В ряде российских регионов сформировалась полицентричная модель власти. В полицентричной модели власть рассредоточена между разными элитными группами, каждая из которых имеет собственные ресурсы влияния и политический вес и может оказывать воздействие на принятие решений. Полицентричная модель власти предполагает консенсус элит на основе «пакта», в котором фиксируются общие для всех правила игры. Руководитель в данном случае выступает как делегированная элитой фигура, а его основная задача состоит в преодолении конфликтов между различными группами интересов. Неотъемлемой составляющей полицентричной модели власти является диверсифицированность экономических ресурсов региона. Еще в советские времена партийному руководству в этих регионах пришлось освоить, пользуясь определением пермских политологов Н.В. Борисовой и Л.А. Фадеевой, «менеджерскую» функцию. Ее суть состояла в согласовании позиций различных влиятельных групп интересов, представленных директорами крупнейших предприятий. С началом экономических реформ состав экономической элиты регионов расширился за счет представителей новой генерации бизнеса. В этих регионах представители бизнес-элиты тесно взаимодействуют с властью, активно участвуют в деятельности представительных органов, а в ряде случаев и исполнительной власти регионов. Изучение опыта регионов с полицентричной моделью власти убеждает в том, что в условиях диверсификации экономических ресурсов, когда в регионе действуют мощные и достаточно независимые группы экономических интересов, первые лица региона не имеют возможности монополизировать власть и безраздельно контролировать экономические, и, как следствие, политические ресурсы.

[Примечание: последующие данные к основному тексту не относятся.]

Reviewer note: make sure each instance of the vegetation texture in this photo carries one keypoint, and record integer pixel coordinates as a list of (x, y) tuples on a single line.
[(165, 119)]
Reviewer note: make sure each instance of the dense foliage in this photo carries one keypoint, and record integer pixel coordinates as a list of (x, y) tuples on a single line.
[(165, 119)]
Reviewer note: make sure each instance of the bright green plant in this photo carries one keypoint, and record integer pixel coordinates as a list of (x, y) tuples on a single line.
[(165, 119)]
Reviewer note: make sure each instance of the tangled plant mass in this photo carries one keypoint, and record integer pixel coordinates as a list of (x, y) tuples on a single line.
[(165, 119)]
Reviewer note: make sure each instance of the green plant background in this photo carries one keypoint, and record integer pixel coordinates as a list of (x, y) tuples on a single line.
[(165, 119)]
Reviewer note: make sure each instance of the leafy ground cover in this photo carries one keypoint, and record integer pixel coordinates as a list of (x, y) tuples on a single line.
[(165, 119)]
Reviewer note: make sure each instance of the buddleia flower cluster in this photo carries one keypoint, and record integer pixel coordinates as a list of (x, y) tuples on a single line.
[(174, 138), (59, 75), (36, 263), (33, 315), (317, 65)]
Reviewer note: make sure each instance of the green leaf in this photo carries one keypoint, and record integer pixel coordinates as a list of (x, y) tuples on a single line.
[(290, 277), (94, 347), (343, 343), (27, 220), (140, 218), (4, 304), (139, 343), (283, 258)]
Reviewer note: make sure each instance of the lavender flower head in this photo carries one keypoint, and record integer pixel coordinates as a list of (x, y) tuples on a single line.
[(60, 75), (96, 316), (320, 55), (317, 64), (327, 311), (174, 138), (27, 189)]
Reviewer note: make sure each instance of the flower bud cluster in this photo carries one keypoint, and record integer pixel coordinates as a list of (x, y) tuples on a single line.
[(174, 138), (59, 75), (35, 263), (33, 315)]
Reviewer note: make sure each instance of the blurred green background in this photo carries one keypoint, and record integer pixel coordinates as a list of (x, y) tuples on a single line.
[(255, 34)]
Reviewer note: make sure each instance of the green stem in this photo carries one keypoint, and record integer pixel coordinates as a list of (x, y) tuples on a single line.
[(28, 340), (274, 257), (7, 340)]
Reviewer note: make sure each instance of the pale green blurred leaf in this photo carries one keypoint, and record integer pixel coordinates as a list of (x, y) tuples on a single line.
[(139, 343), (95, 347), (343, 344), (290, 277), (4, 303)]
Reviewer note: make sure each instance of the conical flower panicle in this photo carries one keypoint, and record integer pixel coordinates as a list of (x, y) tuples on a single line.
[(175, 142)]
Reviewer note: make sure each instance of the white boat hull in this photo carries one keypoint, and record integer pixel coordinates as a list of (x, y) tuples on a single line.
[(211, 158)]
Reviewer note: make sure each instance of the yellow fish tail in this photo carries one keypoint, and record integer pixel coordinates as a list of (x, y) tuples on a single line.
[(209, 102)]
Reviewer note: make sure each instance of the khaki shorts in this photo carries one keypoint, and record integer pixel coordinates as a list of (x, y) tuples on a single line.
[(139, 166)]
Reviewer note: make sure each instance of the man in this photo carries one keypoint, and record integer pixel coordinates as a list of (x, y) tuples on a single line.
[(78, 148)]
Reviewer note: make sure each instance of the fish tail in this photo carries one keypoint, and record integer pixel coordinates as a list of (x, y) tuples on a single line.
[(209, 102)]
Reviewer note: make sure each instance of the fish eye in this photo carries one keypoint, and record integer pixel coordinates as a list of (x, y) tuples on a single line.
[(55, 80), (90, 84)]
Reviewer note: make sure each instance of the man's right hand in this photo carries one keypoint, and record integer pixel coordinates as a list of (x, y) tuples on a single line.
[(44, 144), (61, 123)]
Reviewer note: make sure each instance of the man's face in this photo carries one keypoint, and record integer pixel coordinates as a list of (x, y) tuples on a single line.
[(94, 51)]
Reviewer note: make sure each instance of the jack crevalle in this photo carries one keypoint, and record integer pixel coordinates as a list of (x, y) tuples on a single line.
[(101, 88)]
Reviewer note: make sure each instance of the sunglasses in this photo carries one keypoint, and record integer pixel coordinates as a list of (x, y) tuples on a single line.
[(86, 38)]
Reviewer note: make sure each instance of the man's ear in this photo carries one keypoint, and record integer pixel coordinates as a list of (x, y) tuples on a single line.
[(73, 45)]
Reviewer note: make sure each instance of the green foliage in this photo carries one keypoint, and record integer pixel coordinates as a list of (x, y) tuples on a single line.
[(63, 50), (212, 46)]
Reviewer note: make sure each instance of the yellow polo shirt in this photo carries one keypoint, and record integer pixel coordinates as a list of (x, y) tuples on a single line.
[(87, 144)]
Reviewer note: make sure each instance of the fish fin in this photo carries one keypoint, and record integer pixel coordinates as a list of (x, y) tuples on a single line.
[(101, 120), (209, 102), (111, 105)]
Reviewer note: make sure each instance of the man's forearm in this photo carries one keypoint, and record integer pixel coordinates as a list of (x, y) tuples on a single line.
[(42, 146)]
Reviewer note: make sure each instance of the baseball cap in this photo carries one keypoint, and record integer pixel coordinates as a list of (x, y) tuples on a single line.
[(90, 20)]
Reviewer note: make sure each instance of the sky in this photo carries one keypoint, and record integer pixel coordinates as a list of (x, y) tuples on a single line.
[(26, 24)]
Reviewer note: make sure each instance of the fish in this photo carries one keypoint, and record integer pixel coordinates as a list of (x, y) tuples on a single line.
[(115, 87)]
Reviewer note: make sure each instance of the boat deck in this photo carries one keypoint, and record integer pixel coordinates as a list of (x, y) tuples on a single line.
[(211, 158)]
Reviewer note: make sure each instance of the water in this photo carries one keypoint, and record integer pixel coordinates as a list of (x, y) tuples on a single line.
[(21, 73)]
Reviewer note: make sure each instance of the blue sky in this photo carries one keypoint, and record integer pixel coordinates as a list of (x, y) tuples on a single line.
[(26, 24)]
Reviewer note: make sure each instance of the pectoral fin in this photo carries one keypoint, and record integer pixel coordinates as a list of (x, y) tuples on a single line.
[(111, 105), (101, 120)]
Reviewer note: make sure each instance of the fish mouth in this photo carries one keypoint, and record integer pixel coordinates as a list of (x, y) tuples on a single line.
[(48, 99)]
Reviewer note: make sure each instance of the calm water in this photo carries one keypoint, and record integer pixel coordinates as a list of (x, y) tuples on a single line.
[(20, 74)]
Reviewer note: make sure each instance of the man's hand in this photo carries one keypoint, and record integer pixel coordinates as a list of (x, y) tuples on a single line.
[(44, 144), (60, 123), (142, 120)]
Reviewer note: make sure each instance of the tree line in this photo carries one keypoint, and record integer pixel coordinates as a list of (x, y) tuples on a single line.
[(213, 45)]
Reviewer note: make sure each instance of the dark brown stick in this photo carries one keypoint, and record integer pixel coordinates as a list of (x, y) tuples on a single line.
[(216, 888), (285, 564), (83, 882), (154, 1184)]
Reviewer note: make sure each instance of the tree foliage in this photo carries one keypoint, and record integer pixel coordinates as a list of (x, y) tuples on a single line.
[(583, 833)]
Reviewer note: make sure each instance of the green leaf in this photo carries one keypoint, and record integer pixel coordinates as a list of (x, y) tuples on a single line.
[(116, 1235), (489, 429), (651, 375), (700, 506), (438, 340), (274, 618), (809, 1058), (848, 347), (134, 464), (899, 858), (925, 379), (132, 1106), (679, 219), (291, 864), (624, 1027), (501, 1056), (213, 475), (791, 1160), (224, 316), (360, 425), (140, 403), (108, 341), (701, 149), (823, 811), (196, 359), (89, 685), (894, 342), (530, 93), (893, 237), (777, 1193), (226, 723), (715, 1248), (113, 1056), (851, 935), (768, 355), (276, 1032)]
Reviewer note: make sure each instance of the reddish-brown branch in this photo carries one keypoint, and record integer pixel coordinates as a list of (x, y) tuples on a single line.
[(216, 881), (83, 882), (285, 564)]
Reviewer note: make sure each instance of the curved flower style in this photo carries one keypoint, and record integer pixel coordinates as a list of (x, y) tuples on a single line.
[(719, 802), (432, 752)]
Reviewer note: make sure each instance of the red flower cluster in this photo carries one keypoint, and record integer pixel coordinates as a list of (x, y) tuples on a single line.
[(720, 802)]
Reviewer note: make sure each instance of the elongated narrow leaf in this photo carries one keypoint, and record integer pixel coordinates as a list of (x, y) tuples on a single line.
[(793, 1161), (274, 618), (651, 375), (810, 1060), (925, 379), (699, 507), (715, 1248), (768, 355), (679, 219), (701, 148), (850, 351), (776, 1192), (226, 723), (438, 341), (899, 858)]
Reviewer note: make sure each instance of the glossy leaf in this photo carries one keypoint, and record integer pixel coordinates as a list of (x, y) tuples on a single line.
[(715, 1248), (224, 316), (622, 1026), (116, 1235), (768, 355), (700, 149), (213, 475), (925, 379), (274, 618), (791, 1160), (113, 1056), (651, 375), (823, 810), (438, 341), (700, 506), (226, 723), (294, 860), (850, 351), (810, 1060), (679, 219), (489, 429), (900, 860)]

Девяностые годы прошлого столетия в России были отмечены ростом региональной идентичности. Социологические опросы фиксируют, что все большее число россиян идентифицируют себя через принадлежность к региональному и городскому сообществу. Чувство общности россиян с людьми, живущими в том же городе, с 73,1% в 1992 году возросло до 82,1% в 2004 году. Аналогичные данные были получены Л. Дробижевой в ходе социологических исследований в ряде национальных республик. Так, в Татарстане 67,4% татар идентифицировали себя с жителями республики и 83,4% — с жителями своего города (поселка). Исследователи связывают рост региональной самоидентификации как с кризисом иных проявлений идентичности, в частности, общенациональной — этой точки зрения придерживаются авторы цитировавшегося выше аналитического доклада «Граждане новой России: кем себя ощущают и в каком обществе хотели бы жить? (1998–2004 годы)», — так и с исторически сложившимися основаниями. Полагаю, что эти два подхода не противоречат, но дополняют друг друга, поскольку ситуационное усиление региональной идентичности в девяностые годы еще больше актуализировало исторические основания этого процесса.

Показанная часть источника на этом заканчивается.